Spoken meanings were also, had an audio component which is porosity.
That often there was gestural many as closely connected for
example, in theater and drama.
So, even in traditional genres of literacy, the mono model,
alphabetical reading and writing view of literacy was excessively narrow.
But in this era,
it's just crazily narrow in terms of the transformations we've seen over the last
couple of decades, particularly around the emergence of digital media.
So we've built here this kind of schema.
And what we've done,
I'm going to go around each of the modes in this circle now and discuss them.
What we've done is we've deliberately separated oral and
written meanings because they are unbelievably different.
So, one of the real problems with teaching phonics in a rule-bound kind of way,
it assumes the relationship between a reality and literacy between writing and
speaking is simply a transliteration of speech.
Well, it's not.
The last, if you went back and passed what I've just said, and
I'm not speaking to a written script, I'm speaking to these diagrams,
I'm speaking conversationally, there are no sentences.
There would have been sentences if I was reading a script, but I'm not.
There are no sensors.
It's just a crazy jumble of clauses one after the other.
A bit redundant, a bit chaotic because that's what all the mind can do if you're
just speaking, if you're not reading a script.

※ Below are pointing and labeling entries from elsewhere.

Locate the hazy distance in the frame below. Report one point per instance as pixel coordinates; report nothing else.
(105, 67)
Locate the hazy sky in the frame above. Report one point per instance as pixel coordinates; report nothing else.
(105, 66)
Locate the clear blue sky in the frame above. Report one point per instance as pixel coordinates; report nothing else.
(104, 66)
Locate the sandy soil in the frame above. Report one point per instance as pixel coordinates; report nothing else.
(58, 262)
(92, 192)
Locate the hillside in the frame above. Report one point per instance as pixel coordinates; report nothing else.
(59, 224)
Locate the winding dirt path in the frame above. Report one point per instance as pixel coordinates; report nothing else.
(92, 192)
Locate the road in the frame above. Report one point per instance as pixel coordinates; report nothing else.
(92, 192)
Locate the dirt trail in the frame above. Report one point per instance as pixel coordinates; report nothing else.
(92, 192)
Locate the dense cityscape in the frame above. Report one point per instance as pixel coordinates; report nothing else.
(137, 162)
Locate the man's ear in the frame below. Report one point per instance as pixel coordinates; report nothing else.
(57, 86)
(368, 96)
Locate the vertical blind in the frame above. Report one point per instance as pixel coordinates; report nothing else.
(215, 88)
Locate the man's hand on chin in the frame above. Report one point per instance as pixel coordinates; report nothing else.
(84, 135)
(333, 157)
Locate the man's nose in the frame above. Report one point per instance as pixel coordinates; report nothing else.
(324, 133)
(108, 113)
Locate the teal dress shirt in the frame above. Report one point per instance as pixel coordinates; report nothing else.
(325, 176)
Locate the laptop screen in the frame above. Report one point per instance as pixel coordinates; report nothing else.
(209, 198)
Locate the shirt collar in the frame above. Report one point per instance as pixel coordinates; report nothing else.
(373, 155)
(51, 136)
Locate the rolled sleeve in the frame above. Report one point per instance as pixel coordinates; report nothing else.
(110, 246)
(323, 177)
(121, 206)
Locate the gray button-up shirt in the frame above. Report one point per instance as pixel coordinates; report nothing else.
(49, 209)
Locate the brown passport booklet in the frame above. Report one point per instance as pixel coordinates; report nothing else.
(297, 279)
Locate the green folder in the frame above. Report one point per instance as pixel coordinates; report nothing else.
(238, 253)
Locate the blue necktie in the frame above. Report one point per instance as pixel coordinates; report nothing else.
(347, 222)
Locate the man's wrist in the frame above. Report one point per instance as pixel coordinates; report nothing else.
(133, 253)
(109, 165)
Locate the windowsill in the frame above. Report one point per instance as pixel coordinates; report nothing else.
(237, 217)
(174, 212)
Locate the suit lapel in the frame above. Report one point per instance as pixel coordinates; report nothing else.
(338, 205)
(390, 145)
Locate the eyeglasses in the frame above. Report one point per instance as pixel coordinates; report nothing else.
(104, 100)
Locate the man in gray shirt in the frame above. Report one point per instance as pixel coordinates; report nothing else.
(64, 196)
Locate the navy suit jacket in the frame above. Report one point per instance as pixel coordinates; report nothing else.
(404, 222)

Reading a script it's a different exercise, by the way,
that's simply reading out writing.
That's not really oral language.
So, anyhow, if you do that there are no sentences, there are no paragraphs,
it's just this kind of, and also it's very very redundant.
When we write, we carefully don't repeat things.
We look back over what we've done.
It's very concise, it's tight, it's well-structured.
Orality in its nature, it's ephemeral,
it disappears on us, it can't be well structured.
It's sort of rambling and repetitive and that's what orality is like.
So one thing we want to do is say the grammar of orality and
the grammar of literacy are very, very different from each other.
As different as the other modes which I'm going to speak about in a second.
And in fact that's why in some senses orality is close to audio.
And in some senses written is close to visual.
And the difference is There is many similarities and
differences as there are between oral and written.
>> If we take seriously, that meaning-making happens through oral
meaning-making, through written meaning-making, visual meaning-making,
spatial, gestural, and audio, what mental language do we have for
understanding the patterns that emerge in those spaces.
We have a metalanguage for a linguistic meaning-making and we call it grammar.
But what is possible for us?
How do we enable a learner to see the relationship
between the different modes and the peculiarities within each mode?